Richard then turns to the difference between Delphic and Odysseyian guidance - the former being designed to help market participants understand the central bank’s static reaction function, the latter being a rarer form and committing to a change in policy. In most models Delphic guidance is pointless, he argues - it should not move markets under rational expectations. If it does it suggests investors are not sufficiently well informed. It can only reset expectations to where they should be if they were wrong in the first place. Moreover, such guidance can easily be counterproductive, it is argued, if the information contained within it communicates something about the economy rather than the central bank’s reaction function.
In short, Richard’s main concerns about the use of forward guidance are as follows: i) the curve is flat, there’s nothing more to say, ii) moving rates 25 years forward is not particularly useful for the economy now, iii) it is difficult for central banks to say anything about rates in the long term - after all the may be many strategy reviews between now and then that may change the bank’s reaction function, iv) Delphic guidance can be counterproductive, v) it’s been done before - there is no room left for shock and awe. The result is that we have fallen between two stools - central banks should either say as little as possible or as much as possible. Instead we we are now somewhere in between these two first-best positions.
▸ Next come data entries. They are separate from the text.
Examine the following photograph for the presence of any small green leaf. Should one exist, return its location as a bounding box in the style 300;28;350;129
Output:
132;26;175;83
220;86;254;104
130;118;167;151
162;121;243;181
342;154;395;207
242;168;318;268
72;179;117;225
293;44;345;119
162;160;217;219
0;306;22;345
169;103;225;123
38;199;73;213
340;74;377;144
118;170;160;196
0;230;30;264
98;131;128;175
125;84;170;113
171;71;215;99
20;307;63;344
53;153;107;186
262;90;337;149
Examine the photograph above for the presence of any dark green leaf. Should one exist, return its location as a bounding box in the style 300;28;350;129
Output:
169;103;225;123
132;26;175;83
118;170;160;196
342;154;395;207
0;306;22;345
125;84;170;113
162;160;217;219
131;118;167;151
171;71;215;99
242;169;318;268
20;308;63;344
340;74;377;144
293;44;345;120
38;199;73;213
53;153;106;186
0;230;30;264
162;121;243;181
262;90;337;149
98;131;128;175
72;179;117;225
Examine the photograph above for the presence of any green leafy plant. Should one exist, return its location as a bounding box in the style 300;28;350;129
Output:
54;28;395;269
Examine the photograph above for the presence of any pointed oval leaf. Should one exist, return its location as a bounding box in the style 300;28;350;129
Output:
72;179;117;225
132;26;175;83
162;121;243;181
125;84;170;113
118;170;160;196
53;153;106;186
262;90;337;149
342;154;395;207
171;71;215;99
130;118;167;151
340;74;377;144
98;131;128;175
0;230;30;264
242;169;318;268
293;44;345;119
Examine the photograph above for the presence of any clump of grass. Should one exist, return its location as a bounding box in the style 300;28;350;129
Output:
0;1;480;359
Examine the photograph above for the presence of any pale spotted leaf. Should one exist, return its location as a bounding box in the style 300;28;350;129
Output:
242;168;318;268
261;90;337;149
Richard concludes by talking about the “dangerous incrementalism” of monetary policy - noting the example of the BoJ which has done everything it can incrementally and yet still inflation has not risen. Monetary space globally has been used up and fiscal space is limited - authorities cannot afford another crisis as they will be unable to mop up after it. Richard’s policy prescription? If real interest rates are down 2% then inflation targets should be raised by 2pp, to 4% (globally coordinated to avoid FX shifts). This may be difficult to achieve but central banks can only give it their best shot. If one thinks that a combination of massive monetary and fiscal stimulus to achieve this goal risks creating too much growth and inflation then at least the current problem of disinflation is solvable. If not then the huge reduction in policy space associated with lower equilibrium rates will mean recession and hysteresis are now significantly higher risks.